We all know the many physical and health benefits sleep can have on the body, but how about its effects on fitness? Where does sleep tie in there?
As standard, we should all aim for 7.5 to 9 hours sleep per night, however, for some that just isn’t possible. We get it, life gets in the way!
Athletes or those with higher energy expenditure (more active in the day) will need more sleep than normal, the same way you would need more calories when exercising. You’re burning more, therefore you replace more.
During your sleep, you’re repairing and recovering from any damage caused by stress and exertion built up throughout the day.
Reduced energy levels:
If your sleep is suffering then so will your energy levels, which will only increase or worsen if you don’t allow your body the rest it needs.
But why does our energy suffer? One word, glycogen!
Glycogen being glucose from food that is stored in animals and converted to energy when needed goes hand-in-hand with sleep. Therefore not enough sleep will result in less glycogen, therefore, less energy!.
Sleep deprivation will lead to the release of cortisol on the body, a stress hormone.

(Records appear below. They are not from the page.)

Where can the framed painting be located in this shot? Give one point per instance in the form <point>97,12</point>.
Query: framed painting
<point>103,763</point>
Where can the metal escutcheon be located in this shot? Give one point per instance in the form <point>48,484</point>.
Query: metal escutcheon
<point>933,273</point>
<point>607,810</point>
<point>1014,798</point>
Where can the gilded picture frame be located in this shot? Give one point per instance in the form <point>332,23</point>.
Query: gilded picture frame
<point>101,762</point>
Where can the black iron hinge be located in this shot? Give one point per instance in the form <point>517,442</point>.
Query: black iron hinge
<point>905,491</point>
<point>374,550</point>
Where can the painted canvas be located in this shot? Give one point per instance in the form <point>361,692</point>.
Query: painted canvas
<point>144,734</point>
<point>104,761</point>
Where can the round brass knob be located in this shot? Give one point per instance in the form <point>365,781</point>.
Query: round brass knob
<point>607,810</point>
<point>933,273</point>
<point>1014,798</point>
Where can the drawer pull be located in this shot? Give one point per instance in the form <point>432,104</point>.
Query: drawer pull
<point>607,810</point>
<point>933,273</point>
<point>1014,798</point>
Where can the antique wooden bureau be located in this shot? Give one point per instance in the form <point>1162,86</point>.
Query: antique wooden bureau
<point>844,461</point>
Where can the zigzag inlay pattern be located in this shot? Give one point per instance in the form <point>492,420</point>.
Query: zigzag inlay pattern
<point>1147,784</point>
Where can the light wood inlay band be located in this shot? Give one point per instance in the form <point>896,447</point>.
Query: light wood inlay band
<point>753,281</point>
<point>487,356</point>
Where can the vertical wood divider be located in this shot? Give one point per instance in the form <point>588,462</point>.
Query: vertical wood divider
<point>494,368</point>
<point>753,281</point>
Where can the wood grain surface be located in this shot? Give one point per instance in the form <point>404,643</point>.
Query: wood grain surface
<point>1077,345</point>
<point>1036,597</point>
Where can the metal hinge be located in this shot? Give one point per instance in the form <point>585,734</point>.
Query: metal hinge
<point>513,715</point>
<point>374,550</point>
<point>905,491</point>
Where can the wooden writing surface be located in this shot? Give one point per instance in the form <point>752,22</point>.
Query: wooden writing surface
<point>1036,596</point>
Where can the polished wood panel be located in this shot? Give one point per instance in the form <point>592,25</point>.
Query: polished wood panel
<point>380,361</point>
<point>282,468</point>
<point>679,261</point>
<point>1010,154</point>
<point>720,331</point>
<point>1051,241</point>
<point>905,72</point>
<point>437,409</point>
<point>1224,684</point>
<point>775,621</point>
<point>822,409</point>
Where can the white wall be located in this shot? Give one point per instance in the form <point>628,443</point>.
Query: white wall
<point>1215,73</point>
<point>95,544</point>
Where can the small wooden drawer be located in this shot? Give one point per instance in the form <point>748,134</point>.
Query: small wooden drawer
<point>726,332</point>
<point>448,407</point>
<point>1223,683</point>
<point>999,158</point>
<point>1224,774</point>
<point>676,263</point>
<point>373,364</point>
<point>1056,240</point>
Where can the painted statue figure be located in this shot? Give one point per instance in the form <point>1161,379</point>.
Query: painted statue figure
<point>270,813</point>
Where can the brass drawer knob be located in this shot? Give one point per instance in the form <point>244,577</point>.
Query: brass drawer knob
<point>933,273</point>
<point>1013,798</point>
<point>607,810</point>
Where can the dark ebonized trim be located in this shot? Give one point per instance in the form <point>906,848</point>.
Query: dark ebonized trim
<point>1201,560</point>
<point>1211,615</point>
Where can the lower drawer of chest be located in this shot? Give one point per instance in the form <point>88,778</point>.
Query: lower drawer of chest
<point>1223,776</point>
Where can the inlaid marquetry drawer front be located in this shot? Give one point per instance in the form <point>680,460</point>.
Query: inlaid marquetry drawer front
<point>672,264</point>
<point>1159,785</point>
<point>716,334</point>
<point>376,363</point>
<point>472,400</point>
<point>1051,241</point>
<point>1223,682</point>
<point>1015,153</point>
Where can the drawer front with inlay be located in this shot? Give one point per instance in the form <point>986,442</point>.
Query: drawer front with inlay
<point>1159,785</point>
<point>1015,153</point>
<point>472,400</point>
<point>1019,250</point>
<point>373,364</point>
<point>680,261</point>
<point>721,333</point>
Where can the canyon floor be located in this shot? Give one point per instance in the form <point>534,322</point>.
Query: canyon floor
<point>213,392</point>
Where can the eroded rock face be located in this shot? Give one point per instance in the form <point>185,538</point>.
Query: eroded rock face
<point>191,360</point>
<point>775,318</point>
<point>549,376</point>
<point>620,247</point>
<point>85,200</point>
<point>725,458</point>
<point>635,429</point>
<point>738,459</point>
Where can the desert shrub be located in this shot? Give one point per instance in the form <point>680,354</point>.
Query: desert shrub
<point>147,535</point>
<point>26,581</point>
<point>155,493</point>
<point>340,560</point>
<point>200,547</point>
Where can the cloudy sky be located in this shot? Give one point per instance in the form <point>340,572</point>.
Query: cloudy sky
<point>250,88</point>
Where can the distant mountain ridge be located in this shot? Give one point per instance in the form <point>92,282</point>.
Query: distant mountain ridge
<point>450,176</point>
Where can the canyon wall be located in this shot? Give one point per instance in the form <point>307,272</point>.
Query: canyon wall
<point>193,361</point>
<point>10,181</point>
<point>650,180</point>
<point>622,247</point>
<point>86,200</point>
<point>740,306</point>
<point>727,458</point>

The increase in cortisol will lead to lower growth hormone levels affecting repair and recovery in the body making you more prone to injury.
A great way to monitor and log your sleep is using an app such as Sleep Cycle. With Sleep Cycle you have the ability to monitor trends in sleep quality, average time asleep, the time you go to bed and so much more.
This is something that I have been using for over two years now and recommend to all my clients. Why? It’s simple, nailing sleep means improving recovery!
Below is an overview of my sleep quality and average time going to bed over the past 6 months using Sleep Cycle. (Yes, I’m a late sleeper. I’m working on it!).
All sports require a form of alertness, a lack of sleep will have a play on effect with your ability to make accurate split-second decisions, which can have a serious impact on performance!
Just like your body, your brain needs re-charging also. Don’t run yourself into the ground.
So how can I improve the quality of my sleep?!
– Blue light blocking:
A few tips I have learnt and adapted is using an app called F.lux on my Mac. This adjusts the colour of your display according to your location and time of day, replicating the room you’re in.
F.lux prevents blue light on your screen which has been shown to have a negative effect on sleep.
Also turning off all screens or devices 30minutes – 1hour before sleep and keeping the room dark. Similar to F.lux this will help prevent blue light absorbed helping you to relax.
– Relaxing the muscles:
Having a warm shower/bath an hour before going to bed. This helps relax the muscles and puts you into a comfortable state, making it easier to sleep and drift off.
This may be an obvious one to some, but the temperature of your room can have a large impact on your sleep. Research has shown the ideal room temperature to be 15-20 degrees Celsius.
If you’re a late lifter, try to avoid caffeine based stimulants. Caffeine can remain active in your system up to 6 hours after being consumed.
Before you go ahead and make drastic changes to your sleep routine, work on one thing at a time. Slowly implement blue light blocking an hour before bed. Maybe start off with 30minutes before, then after two weeks increase that to 1 hour before.
The same way you would approach progressive overload within an individuals training program, one thing at a time.